Re: [PATCH 3/7] KVM: TDX: Retry locally in TDX EPT violation handler on RET_PF_RETRY

public inbox for linux-kernel@vger.kernel.org
 help / color / mirror / Atom feed

From: Sean Christopherson <seanjc@google.com>
To: Yan Zhao <yan.y.zhao@intel.com>
Cc: pbonzini@redhat.com, kvm@vger.kernel.org,
	linux-kernel@vger.kernel.org,  rick.p.edgecombe@intel.com,
	kai.huang@intel.com, adrian.hunter@intel.com,
	 reinette.chatre@intel.com, xiaoyao.li@intel.com,
	tony.lindgren@intel.com,  binbin.wu@linux.intel.com,
	dmatlack@google.com, isaku.yamahata@intel.com,
	 isaku.yamahata@gmail.com
Subject: Re: [PATCH 3/7] KVM: TDX: Retry locally in TDX EPT violation handler on RET_PF_RETRY
Date: Fri, 24 Jan 2025 17:23:36 -0800	[thread overview]
Message-ID: <Z5Q9GNdCpSmuWSeZ@google.com> (raw)
In-Reply-To: <Z44DsmpFVZs3kxfE@yzhao56-desk.sh.intel.com>

On Mon, Jan 20, 2025, Yan Zhao wrote:
> On Fri, Jan 17, 2025 at 01:14:02PM -0800, Sean Christopherson wrote:
> > On Mon, Jan 13, 2025, Yan Zhao wrote:
> > I don't see any point in adding this comment, if the reader can't follow the
> > logic of this code, these comments aren't going to help them.  And the comment
> > about vcpu_run() in particular is misleading, as posted interrupts aren't truly
> > handled by vcpu_run(), rather they're handled by hardware (although KVM does send
> > a self-IPI).
> What about below version?
> 
> "
> Bail out the local retry
> - for pending signal, so that vcpu_run() --> xfer_to_guest_mode_handle_work()
>   --> kvm_handle_signal_exit() can exit to userspace for signal handling.

Eh, pending signals should be self-explanatory.

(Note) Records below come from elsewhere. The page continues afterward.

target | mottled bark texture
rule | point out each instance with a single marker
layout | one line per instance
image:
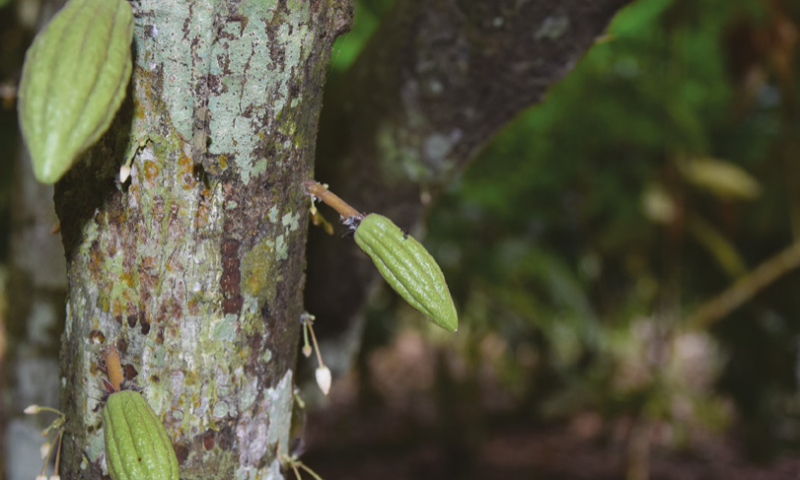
(194, 267)
(434, 84)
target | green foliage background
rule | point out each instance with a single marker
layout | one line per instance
(549, 248)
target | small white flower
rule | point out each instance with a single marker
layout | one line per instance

> - for pending interrupts, so that tdx_vcpu_enter_exit() --> tdh_vp_enter() will
>   be re-executed for interrupt injection through posted interrupt.
> - for pending nmi or KVM_REQ_NMI, so that vcpu_enter_guest() will be
>   re-executed to process and pend NMI to the TDX module. KVM always regards NMI
>   as allowed and the TDX module will inject it when NMI is allowed in the TD.
> "
> 
> > > +		 */
> > > +		if (signal_pending(current) || pi_has_pending_interrupt(vcpu) ||
> > > +		    kvm_test_request(KVM_REQ_NMI, vcpu) || vcpu->arch.nmi_pending)
> > 
> > This needs to check that the IRQ/NMI is actually allowed.  I guess it doesn't
> > matter for IRQs, but it does matter for NMIs.  Why not use kvm_vcpu_has_events()?
> Yes. However, vt_nmi_allowed() is always true for TDs.
> For interrupt, tdx_interrupt_allowed() is always true unless the exit reason is
> EXIT_REASON_HLT. For the EPT violation handler, the exit reason should not be
> EXIT_REASON_HLT.
> 
> > Ah, it's a local function.  At a glance, I don't see any harm in exposing that
> > to TDX.
> Besides that kvm_vcpu_has_events() is a local function, the consideration to
> check "pi_has_pending_interrupt() || kvm_test_request(KVM_REQ_NMI, vcpu) ||
> vcpu->arch.nmi_pending" instead that

*sigh*

  PEND_NMI TDVPS field is a 1-bit filed, i.e. KVM can only pend one NMI in
  the TDX module. Also, TDX doesn't allow KVM to request NMI-window exit
  directly. When there is already one NMI pending in the TDX module, i.e. it
  has not been delivered to TDX guest yet, if there is NMI pending in KVM,
  collapse the pending NMI in KVM into the one pending in the TDX module.
  Such collapse is OK considering on X86 bare metal, multiple NMIs could
  collapse into one NMI, e.g. when NMI is blocked by SMI.  It's OS's
  responsibility to poll all NMI sources in the NMI handler to avoid missing
  handling of some NMI events. More details can be found in the changelog of
  the patch "KVM: TDX: Implement methods to inject NMI".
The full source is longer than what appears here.